Month 8 - Letter to My Doctors


Doctors Scalfari and Nicholas:

I hope that your summers have gone well.   Hard to believe that it is already the end of August already.  Even harder to believe that it has been six months since I was in Charing Cross for the Alemtuzumab treatment that as of my last appointment with Dr. Scalfari seems, unfortunately, to have been ineffective.
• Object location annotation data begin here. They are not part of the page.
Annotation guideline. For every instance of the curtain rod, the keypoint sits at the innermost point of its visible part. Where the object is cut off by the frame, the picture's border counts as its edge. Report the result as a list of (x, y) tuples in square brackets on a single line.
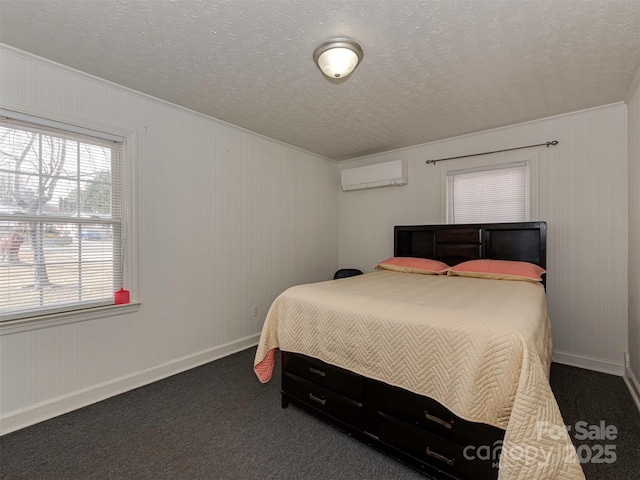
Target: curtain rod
[(548, 144)]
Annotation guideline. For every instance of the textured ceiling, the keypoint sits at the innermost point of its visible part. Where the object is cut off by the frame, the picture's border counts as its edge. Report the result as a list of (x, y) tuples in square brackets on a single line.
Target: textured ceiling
[(431, 69)]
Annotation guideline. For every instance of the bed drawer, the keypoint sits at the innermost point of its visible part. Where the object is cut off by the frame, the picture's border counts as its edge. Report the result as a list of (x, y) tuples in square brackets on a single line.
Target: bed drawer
[(324, 400), (450, 457), (334, 378), (430, 415)]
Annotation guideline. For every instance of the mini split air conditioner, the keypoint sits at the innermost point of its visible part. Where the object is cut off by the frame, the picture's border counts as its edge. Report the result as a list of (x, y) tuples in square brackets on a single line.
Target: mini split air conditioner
[(372, 176)]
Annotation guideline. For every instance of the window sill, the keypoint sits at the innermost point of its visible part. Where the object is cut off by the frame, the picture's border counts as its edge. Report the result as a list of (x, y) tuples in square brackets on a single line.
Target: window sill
[(57, 319)]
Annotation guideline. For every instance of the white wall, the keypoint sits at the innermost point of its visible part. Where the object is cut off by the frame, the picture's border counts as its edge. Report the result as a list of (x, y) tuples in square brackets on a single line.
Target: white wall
[(634, 237), (227, 219), (583, 197)]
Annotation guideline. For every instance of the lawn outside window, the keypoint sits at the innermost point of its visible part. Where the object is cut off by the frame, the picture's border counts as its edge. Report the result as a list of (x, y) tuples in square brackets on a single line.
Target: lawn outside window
[(62, 228)]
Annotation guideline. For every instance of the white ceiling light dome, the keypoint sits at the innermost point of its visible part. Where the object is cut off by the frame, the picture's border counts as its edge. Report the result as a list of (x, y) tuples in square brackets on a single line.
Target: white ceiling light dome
[(338, 57)]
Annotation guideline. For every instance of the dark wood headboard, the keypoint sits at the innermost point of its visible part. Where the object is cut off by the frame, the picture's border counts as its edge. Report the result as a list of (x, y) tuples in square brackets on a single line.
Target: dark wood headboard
[(453, 244)]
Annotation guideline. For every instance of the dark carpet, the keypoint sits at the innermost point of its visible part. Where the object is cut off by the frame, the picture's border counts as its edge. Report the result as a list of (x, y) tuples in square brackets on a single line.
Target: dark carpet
[(219, 422)]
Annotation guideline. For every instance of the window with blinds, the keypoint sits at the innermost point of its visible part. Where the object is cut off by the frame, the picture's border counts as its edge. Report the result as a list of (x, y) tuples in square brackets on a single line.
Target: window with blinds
[(60, 219), (490, 194)]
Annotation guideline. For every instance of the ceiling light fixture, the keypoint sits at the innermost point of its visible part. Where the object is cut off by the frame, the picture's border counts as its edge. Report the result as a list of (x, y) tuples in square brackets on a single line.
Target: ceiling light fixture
[(338, 57)]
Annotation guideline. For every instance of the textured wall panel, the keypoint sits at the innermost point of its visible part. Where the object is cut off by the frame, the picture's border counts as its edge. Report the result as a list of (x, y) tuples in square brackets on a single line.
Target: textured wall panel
[(634, 232), (227, 220), (582, 196)]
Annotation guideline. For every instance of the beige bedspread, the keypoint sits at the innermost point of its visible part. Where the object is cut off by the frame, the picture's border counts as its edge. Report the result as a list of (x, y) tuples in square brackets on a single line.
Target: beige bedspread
[(480, 347)]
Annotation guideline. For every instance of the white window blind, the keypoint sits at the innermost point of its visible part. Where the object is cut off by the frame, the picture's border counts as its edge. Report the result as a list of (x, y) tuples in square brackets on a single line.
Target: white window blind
[(61, 219), (488, 194)]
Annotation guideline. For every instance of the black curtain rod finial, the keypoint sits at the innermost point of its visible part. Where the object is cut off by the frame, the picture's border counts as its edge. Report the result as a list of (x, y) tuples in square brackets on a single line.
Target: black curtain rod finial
[(547, 144)]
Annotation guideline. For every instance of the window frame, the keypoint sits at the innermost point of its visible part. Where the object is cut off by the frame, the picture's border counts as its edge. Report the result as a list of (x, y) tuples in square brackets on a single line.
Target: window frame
[(493, 162), (129, 209)]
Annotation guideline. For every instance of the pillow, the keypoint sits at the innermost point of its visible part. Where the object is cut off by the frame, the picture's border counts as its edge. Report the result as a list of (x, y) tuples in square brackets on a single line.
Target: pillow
[(498, 270), (424, 266)]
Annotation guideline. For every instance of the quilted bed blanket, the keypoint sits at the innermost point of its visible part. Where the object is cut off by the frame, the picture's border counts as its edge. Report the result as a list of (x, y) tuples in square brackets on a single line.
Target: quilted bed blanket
[(480, 347)]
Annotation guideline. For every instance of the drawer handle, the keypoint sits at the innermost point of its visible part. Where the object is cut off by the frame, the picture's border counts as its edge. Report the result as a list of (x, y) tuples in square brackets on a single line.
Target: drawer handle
[(317, 372), (319, 400), (442, 458), (438, 420)]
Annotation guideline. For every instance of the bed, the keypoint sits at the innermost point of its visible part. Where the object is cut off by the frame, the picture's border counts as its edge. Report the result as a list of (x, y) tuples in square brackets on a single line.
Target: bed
[(446, 372)]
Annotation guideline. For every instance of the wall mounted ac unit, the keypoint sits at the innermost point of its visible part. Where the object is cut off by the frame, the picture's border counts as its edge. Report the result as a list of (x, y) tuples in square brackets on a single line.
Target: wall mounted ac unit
[(372, 176)]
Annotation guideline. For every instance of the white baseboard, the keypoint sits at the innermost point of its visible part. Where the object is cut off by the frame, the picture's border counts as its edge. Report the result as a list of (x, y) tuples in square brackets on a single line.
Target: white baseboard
[(33, 414), (634, 386), (596, 364)]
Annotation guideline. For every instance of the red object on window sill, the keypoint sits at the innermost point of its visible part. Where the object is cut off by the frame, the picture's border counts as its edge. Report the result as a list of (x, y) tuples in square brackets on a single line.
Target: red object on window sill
[(121, 296)]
It is interesting that my most recent MRI is not showing signs of new lesions as the disease is most certainly progressing, and progressing somewhat rapidly.  All of my existing impairments have continued to worsen, right leg in particular, but also lack of balance, right eye vision disturbances, and fatigue.  Added to this in the past months has been weakness in my left leg, my right arm, and significant tingling and weakness in both hands though my right is worse than my left.  The impairment of my hands is something that was very intermittent but is now constant.  As an example of progression, it is increasingly difficult for me to get up from bed unassisted…or from the couch for that matter.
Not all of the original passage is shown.